Sunday, August 12, 2012

This Must Be the End Game

The rebels are gaining ground, the Syrian army is eroding, and the West seems concerned that the rebels will win without us.

The Syrian rebels seem to have carved out a fragile safe zone along the Turkish border:

In recent months, Syria's rebels have extended control over a large swath of territory in the northeastern [NOTE: northwestern] corner of the country after forcing the army from town after town in a string of bloody street battles.

As a result, for the first time in Syria's 17-month conflict, rebels have a cohesive enclave in which they can move and organize with unprecedented freedom, plus a long stretch of the border with Turkey key for moving out refugees and smuggling in weapons. They also have one official, working border crossing.

The area extends about 50 kilometers (30 miles) south of the Turkish border and from the edge of Idlib province in the west to the cities of al-Bab and Manbaj some 130 kilometers (80 miles) east. Its southern edges reach the outskirts of Aleppo, Syria's largest city and for weeks the scene of heavy battles as regime forces try to uproot rebels who have taken control of several neighborhoods.

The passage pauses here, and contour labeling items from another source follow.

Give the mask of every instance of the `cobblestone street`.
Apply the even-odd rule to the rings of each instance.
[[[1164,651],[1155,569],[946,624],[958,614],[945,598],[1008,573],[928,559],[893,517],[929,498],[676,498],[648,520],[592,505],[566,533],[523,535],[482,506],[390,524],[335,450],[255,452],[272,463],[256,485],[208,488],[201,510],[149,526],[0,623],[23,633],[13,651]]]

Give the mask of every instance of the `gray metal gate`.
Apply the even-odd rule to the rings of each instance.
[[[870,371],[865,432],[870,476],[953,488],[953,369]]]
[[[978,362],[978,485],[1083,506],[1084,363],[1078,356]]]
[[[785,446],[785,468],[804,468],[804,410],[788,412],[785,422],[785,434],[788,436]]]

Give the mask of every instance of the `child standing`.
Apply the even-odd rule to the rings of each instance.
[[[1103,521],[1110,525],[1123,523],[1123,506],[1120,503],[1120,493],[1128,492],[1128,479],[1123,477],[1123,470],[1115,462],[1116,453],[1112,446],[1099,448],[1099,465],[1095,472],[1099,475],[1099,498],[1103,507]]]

The Syrian army may soon lack the ability to move into this remote area (it is outside even my idea of a Core Syria encompassing half the Syrian population) and reassert control.

With the rebels making gains, we may feel the need to help the rebels lest they win without our over help:

U.S. Secretary of State Hillary Clinton said after meeting her Turkish counterpart Ahmet Davutoglu in Istanbul that Washington and Ankara should develop detailed operational planning on ways to assist the rebels fighting to topple Assad.

"Our intelligence services, our military have very important responsibilities and roles to play so we are going to be setting up a working group to do exactly that," she said.

Asked about options such as imposing a no-fly zone over rebel-held territory, Clinton said these were possibilities she and Davutoglu had agreed "need greater in-depth analysis", while indicating that no decisions were necessarily imminent.

That seems to be the working theory in the West:

Germany's spy chief said the Syrian army had been depleted by casualties, deserters and defectors.

"There are a lot of indications that the end game for the regime has begun," said Gerhard Schindler, head of the BND intelligence agency, in an interview with Die Welt newspaper.

"The regular army is being confronted by a variety of flexible fighters. The recipe of their success is their guerrilla tactics. They're breaking the army's back."

So the Syrian rebels are wearing out the Syrian army.

As an aside, remember that our Army and Marine Corps defeated guerrilla tactics. Like I've said, the Syrian army just isn't that good.

But as the Syrian army erodes and the Assad regime considers doing something drastic to change the course of events, we are worrying about worst cases:

U.S. Secretary of State Hillary Rodham Clinton and Turkey's foreign minister said Saturday that their countries are creating a formal structure to plan for worst-case scenarios in Syria, including a possible chemical weapons attack on regime opponents.

Of course, plans to move in and secure chemical weapons depots could be used for moving troops in generally.

Still, let's not forget that the real worst case scenario would have been Assad winning the war against his people and remaining a tool of Syria and ally of Russia.

Fortunately the Syrian resistance managed to get to this stage on their own.

UPDATE: Whoa. Assad even lost the tyrant-friendly OIC:

Foreign ministers at a meeting of the Organisation of Islamic Cooperation (OIC) agreed on Monday to suspend Syria from the international body, an OIC source said, further isolating President Bashar al-Assad.

Iran remains firmly in Assad's corner.

Russia seems shaky but is it just for show? Or is Russia backing Assad despite trying to position themselves in case they need to suck up to the rebels?

And what is China's game? Are they still in Assad's corner or are they assuming Assad is toast?